La Commissione Europea ha inviato un avvertimento fermo alla piattaforma X riguardo alla diffusione di deepfake sessuali generati dall'intelligenza artificiale, sottolineando che la protezione dei minori e il consenso non possono essere lasciati alla discrezione delle aziende tecnologiche. L'esecutivo dell'UE ha precisato che, nel caso in cui la piattaforma non agisca, saranno applicati gli strumenti previsti dalla legislazione europea.
In breve
L'UE considera i deepfake sessuali generati dall'IA come contenuti illegali
Le piattaforme online sono responsabili della prevenzione e dell'eliminazione di questo tipo di contenuto
La Commissione sta analizzando le risposte e le misure adottate dalla piattaforma X
L'UE non esclude l'intervento attraverso la legislazione digitale, incluse misure urgenti
Nel corso del briefing quotidiano a Bruxelles, la Commissione Europea ha qualificato come "inaccettabile" l'uso dell'intelligenza artificiale per generare contenuti sessuali senza consenso, in particolare quando riguardano donne e bambini. I funzionari europei hanno ricordato le recenti dichiarazioni della presidente della Commissione, secondo cui i danni causati da tali pratiche sono reali e gravi.
La Commissione ha sottolineato che la responsabilità principale spetta alle piattaforme che ospitano o distribuiscono questo tipo di contenuto e che la libertà di espressione non può essere invocata per giustificare materiali illegali. L'esecutivo dell'UE ha indicato di aver ricevuto risposte dalla piattaforma X e che queste sono in fase di valutazione.
Per quanto riguarda le possibili misure, la Commissione ha evitato di dettagliare i prossimi passi, ma ha ricordato che la legislazione dell'UE consente l'adozione di misure proporzionali e limitate in situazioni di grave rischio per gli utenti.

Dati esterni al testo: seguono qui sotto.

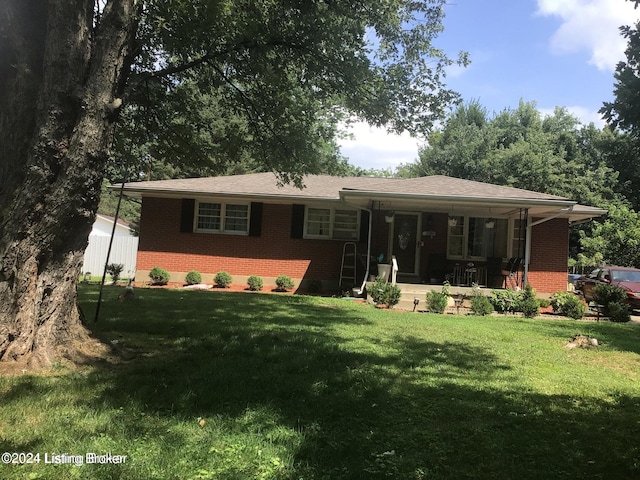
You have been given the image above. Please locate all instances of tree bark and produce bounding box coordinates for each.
[0,0,138,368]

I funzionari europei hanno insistito sul fatto che l'applicazione delle regole esistenti è essenziale per proteggere i diritti fondamentali nell'ambiente digitale.

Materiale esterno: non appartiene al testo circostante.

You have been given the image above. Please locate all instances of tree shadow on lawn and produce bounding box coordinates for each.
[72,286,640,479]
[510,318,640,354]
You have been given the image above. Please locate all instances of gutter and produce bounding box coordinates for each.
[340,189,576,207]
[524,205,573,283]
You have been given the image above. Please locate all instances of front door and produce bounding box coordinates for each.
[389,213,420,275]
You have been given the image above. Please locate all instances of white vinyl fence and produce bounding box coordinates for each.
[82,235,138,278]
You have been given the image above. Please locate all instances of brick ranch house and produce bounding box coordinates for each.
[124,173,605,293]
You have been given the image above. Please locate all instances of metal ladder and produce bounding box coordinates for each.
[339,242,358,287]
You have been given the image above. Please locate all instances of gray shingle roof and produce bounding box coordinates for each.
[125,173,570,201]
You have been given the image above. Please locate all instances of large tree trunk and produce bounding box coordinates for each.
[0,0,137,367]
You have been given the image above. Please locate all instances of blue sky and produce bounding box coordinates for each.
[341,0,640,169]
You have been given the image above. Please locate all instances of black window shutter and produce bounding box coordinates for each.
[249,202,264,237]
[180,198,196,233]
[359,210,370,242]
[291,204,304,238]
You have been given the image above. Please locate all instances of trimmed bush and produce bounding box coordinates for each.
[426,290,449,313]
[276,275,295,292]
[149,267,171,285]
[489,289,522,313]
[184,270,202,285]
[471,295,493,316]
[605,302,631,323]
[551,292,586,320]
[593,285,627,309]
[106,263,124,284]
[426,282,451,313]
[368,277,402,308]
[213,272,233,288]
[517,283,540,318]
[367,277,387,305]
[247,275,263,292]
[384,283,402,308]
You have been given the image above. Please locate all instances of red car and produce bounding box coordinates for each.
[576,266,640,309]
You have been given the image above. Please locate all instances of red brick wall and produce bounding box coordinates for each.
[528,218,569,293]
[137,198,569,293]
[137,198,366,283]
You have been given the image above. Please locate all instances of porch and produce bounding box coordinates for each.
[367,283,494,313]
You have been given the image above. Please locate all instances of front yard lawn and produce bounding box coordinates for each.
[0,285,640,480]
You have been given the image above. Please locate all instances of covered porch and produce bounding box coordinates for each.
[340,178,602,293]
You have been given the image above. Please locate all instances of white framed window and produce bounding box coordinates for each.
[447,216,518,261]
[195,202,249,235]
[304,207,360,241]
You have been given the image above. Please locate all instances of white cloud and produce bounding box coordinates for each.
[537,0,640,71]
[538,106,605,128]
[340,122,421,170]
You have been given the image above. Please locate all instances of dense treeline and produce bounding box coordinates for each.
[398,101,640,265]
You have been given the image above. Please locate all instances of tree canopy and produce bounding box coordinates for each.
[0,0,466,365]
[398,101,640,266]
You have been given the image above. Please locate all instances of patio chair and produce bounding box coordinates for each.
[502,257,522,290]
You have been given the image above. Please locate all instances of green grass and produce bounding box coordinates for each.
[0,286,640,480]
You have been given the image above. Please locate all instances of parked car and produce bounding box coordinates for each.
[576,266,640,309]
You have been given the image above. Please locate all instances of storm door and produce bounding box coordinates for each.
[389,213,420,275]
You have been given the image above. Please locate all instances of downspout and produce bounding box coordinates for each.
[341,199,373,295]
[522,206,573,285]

L'esecutivo dell'UE ha esplicitamente respinto l'idea di un'opposizione tra libertà di espressione e lotta contro i contenuti illegali, affermando che il rispetto della legislazione europea è una condizione obbligatoria per qualsiasi azienda che opera nel mercato dell'UE.
Negli ultimi anni, l'Unione Europea ha adottato un ampio quadro legislativo per la regolamentazione delle piattaforme online, che stabilisce obblighi chiari riguardo all'eliminazione dei contenuti illegali e alla protezione degli utenti. Il caso dei deepfake sessuali generati dall'intelligenza artificiale mette alla prova l'applicazione pratica di queste regole e la capacità dell'UE di intervenire rapidamente di fronte a rischi digitali emergenti.